Mais qu’est-ce qu’on était devenus ?

 

On a vécu un chaos total : trahison, chicane, peine, douleur… Name it! On se regardait sans se voir depuis des mois, mais on s’aimait depuis si longtemps. Est-ce qu’on allait vraiment laisser notre négligence tout gâcher ? Je n’avais jamais imaginé vivre ma vie familiale ainsi et élever mes enfants avec un coloc… Aussi beau soit-il!

C’est à grands coups d’efforts qu’on s’est retrouvés et qu’on a triomphé de notre « nous » à l’abandon. De minuscules moments, juste à nous, entre le souper et la vaisselle : des « je t’aime » sincères entre ses grands yeux et les miens fatigués et des douches en duo, pour économiser l’eau chaude…

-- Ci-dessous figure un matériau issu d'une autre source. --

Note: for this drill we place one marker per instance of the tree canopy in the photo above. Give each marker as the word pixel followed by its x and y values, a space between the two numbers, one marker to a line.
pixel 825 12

C’est aussi en prenant soin de moi que j’ai pris soin de nous. Des jambes pas épilées, ça ne garde pas aussi bien au chaud l’hiver qu’un câlin enflammé sous les drapsLa Senza a fait un retour triomphal dans ma vie en même temps que le mascara allongeant. J’ai sacré à la poubelle mes vieux joggings… Faites-vous pas d’illusions, j’en ai acheté des flambants neufs! J’suis pas folle, on est si bien là-dedans… Mais maintenant, je ne les porte plus tous les jours!

Quatre ans plus tard, on est plus forts que jamais. Comme si tout le mal qu’on s’était fait nous avait propulsés dans une autre dimension de notre relation. On se tape encore sur les nerfs par moment, rien n’est parfait, mais aujourd’hui, on est capable d’en rire. On affronte la vie, avec tout ce qu’elle a de plus beau et de plus sombre, un à côté de l’autre, avec nos enfants dans les pattes!